Date | Session | Title | Topics | Lab | Reading | Assignment | Quiz |
---|---|---|---|---|---|---|---|
Jan 10 | 1 | Welcome to Massive Data Analytics | Course Overview, What is Big Data, Distributed Computing, Cloud Computing, High Performance Computing | ||||
Jan 22 | 2 | The Infrastructure of the Cloud | Overview of major Cloud Computing providers (AWS and Azure), IAAS, PAAS and SAAS, Other Cloud providers | Setup your environment, create SSH keys, start and connect to an instance in the cloud | A1 released - due Feb 2 | ||
Jan 29 | 3 | Database Systems | Overview of scalable database systems, Massively Parallel Processing databases, Neteeza, Greenplum, RedShift | TBD | Q1 | ||
Feb 05 | 4 | Introduction to Hadoop & MapReduce | Hadoop, Distributed filesystems, MapReduce programming model | Start and connect to a cluster, Run built-in Hadoop examples on cluster, Examine the different user interfaces | A2 released - due Feb 18 | ||
Feb 12 | 5 | Hadoop Streaming | Hadoop Streaming | Run the “Hello World” of Hadoop, the word count using Hadoop Streaming | Q2 | ||
Feb 26 | 6 | Higher Level APIs | Pig and Hive | Store a dataset in a Hive table, Run and example Pig job | A3 released - due Mar 11 | Q3 | |
Mar 12 | 7 | Introduction to Spark | What is Spark, Resilient Distributed Datasets, PySpark | Start a PySpark session, Create RDDs, Operate on RDDs | A4 released - due Mar 25 | ||
Mar 19 | 8 | SparkSQL | SQL Review, Intro to SparkSQL | Perform operations on Spark dataframes using SparkSQL | Q4 | ||
Mar 26 | 9 | Machine Learning on Big Data | SparkML, Issues with ML algorithms on large datasets | Build a model | A5 released - due Apr 15 | ||
Apr 09 | 10 | Working with Streaming Datasets | Spark Streaming | TBD | Q5 | ||
Apr 16 | 11 | NoSQL | NoSQL | Store data in a NoSQL data store | A6 released - due Apr 22 | ||
Apr 23 | 12 | Working with Graph Datasets | GraphX API for Spark | Analyze a large graph | Q6 | ||
Apr 30 | 13 | Other tools of interest | Apache Drill, other topics TBD |
Class will not meet on Jan 15 (MLK Holiday), Feb 19 (President’s Day), Mar 05 (Spring Break), Apr 02 (Easter Break).

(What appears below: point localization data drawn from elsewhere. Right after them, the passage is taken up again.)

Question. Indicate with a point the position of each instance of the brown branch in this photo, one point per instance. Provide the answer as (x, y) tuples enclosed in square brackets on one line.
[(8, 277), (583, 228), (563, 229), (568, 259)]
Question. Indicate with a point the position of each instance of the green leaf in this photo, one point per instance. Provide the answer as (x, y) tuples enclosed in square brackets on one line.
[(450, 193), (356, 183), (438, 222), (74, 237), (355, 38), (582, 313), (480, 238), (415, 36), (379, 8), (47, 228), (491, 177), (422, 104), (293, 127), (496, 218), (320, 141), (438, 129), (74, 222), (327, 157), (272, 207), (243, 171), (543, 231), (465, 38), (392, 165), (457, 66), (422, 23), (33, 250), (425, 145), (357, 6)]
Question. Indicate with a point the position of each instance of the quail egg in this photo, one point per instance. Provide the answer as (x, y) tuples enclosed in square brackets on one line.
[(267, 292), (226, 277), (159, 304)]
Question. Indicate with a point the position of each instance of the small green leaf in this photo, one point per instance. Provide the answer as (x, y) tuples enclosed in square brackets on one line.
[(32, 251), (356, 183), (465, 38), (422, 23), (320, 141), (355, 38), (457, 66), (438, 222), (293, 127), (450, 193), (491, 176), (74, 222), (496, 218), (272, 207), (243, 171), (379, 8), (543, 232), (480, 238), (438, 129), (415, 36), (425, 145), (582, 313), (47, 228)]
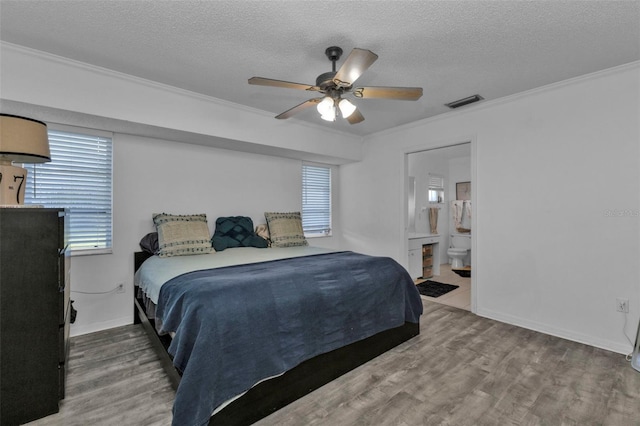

The topics for the last 4 sessions are placeholders, and it is very likely we will cover these topics. However, we have some room for flexibility depending on other topics of interest to the class. We may also have a guest lecturer from time to time.
- Attendance: Given the technical nature of this course, and the breadth of topics discussed, it is expected that you attend every class session. Please contact us in advance if you are not able to attend class.
- E-mail: We will try to respond to email within 24 to 36 hours. Please use email for personal discussions and not for course questions.
- Online Discussion Boards: Please use the discussion board on Canvas for questions about the course, homework assignments, technical issues, etc. Individual questions submitted by email do not scale, and the likelihood of many students having the same question is high. Using the forums is a great resource for everyone.
- Name Tents: You will be given a name tent. Please use it every class session and place it in front of you so we can get to know your name quicker.
Please approach or get in touch with us if something is not working for you regarding the class, methods, etc. Our pledge to you is to provide the best learning experience possible.
You must perform all of your own work on problem sets. You may collaborate with other students, though all submitted work must be your own. Please refer to the Georgetown University Honor Council site for additional information.